Founded in 1961, the 37-member OECD’s job is to stimulate economic progress and world trade. Now, the organization believes that ending wage subsidies will aid this mission by encouraging workers to move out of sectors and industries that are heavily affected by the global pandemic.
Included in the OECD’s membership roster are countries such as Australia, Canada, France, Germany, Italy, Spain, the United Kingdom and the United States.
On Tuesday, the OECD stated that even in an optimistic scenario where the coronavirus remained under control, unemployment among its member states would reach 9.4 percent by the fourth quarter of 2020. This would reach levels not seen since the Great Depression. Based on figures from May, the ongoing pandemic has already pushed up unemployment from the OECD’s member countries up to 8.4 percent, with around 54.5 million people out of work. (Related: The coronavirus crisis has resulted in the worst unemployment spike in American history.)
According to the organization’s annual employment outlook, average unemployment among its member states would be up to 5 percent higher than in 2019. In addition, it expects this to remain above pre-crisis levels through the end of 2021.
“In three months, COVID-19 wiped out 10 years of [job] gains since 2010,” stated the OECD’s director for employment Stefano Scarpetta.
With these numbers in mind, governments around the world now face a difficult decision on how to phase out job retention subsidies and other emergency measures put in place to save their economies when shutdowns began, without worsening unemployment.
The OECD, however, is stating that now is the right time to phase out “massive, generalized support” to allow labor markets to adjust to the new, post-pandemic global economy.
“We have to allow [labor force] mobility,” Scarpetta said. “Some companies will not be viable in the short term and the medium term. We have to allow workers to move into new jobs.”
Scarpetta also said that employers in sectors of the economy that have reopened should carry some of the burdens of existing subsidy schemes. Government support, he argued, should be limited to those sectors that are still closed.
Despite calling for an end to wage subsidies, Scarpetta also said that the duration of benefits for those who’re unemployed need to be extended.
“Some countries should extend unemployment benefit duration to prevent job seekers from sliding too quickly into much less generous minimum income benefits,” he said.
Scarpetta’s statement was a thinly veiled reference to the U.S. where debate is currently raging over whether or not to extend a $600 top-up of unemployment benefits that are set to expire at the end of July.
He added that such a move would be necessary should a second wave of infections further restrict economic activity.
The statement adds support to the House Ways and Means Committee’s argument that a “vast majority” of unemployed workers would be “harmed” if the extension is not passed. According to an analysis by the committee, millions of American households are facing an “income cliff,” with their weekly payments decreasing by about two-thirds on average.
The July 31 date itself is also problematic. The date was arbitrarily chosen by Congress in March when the full extent of the pandemic was still unknown.

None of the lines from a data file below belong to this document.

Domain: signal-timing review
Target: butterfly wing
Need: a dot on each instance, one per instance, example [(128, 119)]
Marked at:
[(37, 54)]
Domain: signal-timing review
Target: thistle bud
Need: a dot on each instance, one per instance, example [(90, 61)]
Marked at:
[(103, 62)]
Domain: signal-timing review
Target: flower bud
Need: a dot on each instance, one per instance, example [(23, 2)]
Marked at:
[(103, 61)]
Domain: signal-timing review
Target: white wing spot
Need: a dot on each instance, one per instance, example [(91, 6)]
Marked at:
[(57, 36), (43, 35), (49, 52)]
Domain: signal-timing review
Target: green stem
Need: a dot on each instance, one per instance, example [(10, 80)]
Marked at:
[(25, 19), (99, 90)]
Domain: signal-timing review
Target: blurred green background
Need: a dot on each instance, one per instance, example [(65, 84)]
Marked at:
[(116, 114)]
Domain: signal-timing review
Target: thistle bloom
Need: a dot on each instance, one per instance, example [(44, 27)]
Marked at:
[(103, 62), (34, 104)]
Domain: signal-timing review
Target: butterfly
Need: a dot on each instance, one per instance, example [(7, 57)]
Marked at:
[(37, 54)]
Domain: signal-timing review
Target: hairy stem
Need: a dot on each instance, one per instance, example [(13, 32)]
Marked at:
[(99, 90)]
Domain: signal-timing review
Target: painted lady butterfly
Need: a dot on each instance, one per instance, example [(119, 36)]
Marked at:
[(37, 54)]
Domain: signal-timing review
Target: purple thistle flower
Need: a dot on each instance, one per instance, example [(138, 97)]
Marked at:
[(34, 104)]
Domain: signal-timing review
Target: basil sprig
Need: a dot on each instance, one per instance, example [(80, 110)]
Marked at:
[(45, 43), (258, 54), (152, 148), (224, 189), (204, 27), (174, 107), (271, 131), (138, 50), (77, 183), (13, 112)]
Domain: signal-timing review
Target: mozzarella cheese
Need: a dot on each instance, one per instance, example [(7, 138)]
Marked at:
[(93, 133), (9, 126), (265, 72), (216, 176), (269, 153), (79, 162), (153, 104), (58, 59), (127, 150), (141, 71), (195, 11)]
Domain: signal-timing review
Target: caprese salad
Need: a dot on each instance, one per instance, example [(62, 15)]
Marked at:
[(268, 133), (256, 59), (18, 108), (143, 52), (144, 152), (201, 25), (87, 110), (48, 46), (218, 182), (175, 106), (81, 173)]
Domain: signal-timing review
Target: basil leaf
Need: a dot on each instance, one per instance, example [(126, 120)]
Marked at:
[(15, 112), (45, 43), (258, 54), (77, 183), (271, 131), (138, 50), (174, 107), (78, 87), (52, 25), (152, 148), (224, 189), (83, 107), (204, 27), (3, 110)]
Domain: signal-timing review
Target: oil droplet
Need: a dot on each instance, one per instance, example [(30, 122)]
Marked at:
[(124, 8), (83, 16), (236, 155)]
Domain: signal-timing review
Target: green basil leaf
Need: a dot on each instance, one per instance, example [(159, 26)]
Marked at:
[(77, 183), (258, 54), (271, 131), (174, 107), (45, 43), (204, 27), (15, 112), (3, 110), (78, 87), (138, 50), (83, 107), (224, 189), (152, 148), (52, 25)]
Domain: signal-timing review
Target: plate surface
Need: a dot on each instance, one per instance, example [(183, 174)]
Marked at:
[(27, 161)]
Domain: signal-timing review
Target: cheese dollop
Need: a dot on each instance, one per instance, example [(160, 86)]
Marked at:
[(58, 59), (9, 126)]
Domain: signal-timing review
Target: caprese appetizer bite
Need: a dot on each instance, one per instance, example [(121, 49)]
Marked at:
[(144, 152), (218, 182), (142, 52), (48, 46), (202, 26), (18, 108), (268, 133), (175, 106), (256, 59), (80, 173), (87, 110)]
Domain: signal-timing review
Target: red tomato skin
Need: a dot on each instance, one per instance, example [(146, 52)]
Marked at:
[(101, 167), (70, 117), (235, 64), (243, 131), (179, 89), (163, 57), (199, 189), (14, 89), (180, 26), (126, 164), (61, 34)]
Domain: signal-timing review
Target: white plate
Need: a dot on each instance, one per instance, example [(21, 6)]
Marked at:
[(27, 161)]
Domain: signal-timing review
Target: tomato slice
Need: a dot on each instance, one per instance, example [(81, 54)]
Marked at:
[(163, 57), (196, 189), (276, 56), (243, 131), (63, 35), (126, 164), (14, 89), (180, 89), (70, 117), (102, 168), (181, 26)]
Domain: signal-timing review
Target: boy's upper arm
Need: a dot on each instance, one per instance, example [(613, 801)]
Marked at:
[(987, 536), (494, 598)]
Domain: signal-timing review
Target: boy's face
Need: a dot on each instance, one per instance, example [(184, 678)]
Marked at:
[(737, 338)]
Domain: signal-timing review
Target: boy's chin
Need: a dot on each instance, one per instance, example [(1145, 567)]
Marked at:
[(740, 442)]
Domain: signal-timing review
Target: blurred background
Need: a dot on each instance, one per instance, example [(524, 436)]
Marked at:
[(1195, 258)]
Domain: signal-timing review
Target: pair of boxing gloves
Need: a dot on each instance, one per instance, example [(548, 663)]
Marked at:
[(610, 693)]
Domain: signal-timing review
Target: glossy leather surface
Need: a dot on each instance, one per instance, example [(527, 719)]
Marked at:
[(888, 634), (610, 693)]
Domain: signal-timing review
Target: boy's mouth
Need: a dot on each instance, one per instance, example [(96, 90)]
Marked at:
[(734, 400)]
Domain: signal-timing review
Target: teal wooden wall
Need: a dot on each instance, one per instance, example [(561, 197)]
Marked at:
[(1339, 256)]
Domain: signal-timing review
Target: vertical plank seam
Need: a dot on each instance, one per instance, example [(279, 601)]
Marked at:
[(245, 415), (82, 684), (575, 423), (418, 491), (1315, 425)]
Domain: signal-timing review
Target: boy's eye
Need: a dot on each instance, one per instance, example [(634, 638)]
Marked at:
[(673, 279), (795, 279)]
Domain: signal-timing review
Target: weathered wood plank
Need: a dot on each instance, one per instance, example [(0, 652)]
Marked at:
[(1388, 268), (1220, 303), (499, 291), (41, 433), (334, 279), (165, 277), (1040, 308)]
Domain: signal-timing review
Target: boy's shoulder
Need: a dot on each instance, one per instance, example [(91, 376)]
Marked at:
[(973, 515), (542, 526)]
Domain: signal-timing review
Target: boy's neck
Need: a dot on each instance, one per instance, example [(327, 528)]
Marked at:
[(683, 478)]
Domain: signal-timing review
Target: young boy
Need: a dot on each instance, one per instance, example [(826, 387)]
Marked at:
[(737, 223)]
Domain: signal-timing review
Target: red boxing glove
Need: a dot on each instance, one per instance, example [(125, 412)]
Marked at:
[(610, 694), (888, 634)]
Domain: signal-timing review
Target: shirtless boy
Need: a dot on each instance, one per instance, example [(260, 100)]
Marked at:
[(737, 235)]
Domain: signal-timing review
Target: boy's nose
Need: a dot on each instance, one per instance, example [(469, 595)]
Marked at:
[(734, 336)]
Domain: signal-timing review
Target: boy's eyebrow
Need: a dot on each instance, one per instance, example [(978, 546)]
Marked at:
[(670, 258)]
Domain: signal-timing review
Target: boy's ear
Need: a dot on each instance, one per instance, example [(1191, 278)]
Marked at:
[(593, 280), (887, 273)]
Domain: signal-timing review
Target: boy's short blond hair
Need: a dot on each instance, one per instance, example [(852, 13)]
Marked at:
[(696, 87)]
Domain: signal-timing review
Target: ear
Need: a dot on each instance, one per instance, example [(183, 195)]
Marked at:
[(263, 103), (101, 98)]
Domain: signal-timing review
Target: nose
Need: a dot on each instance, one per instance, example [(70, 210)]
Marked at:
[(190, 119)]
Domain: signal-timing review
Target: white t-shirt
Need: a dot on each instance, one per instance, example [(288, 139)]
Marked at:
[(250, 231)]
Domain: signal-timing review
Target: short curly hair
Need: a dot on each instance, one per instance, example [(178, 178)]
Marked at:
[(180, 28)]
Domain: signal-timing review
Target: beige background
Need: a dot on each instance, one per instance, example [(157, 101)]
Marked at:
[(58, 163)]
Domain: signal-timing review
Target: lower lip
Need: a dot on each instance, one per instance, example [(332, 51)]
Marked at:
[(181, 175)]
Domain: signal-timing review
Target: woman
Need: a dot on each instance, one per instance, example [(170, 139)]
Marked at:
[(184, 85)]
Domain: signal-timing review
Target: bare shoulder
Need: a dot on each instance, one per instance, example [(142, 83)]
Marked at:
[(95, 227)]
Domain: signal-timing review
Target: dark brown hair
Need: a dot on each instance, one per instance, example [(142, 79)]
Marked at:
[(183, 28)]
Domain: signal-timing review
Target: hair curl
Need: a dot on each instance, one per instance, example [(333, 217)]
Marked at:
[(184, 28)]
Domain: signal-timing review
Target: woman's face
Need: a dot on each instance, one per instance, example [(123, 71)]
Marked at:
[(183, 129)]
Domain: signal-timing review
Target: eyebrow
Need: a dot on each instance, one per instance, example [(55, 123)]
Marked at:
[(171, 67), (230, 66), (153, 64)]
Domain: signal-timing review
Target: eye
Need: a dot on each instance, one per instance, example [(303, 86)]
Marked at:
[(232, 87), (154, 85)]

The Heroes Act, passed by the House in May, does extend the $600 per week benefit package through January 2021. Senate Majority Leader Mitch McConnell, however, said last week that the extended benefit would not be included in the next coronavirus relief package.
Even if the extension is passed, the OECD thinks it might not be enough. The organization says that the ongoing crisis has exposed gaps in social protection, especially for self-employed workers and those in less secure lines of work.
With this in mind, the organization recommends that governments address the issue by these workers to build-up rights to the same unemployment support available to standard employees.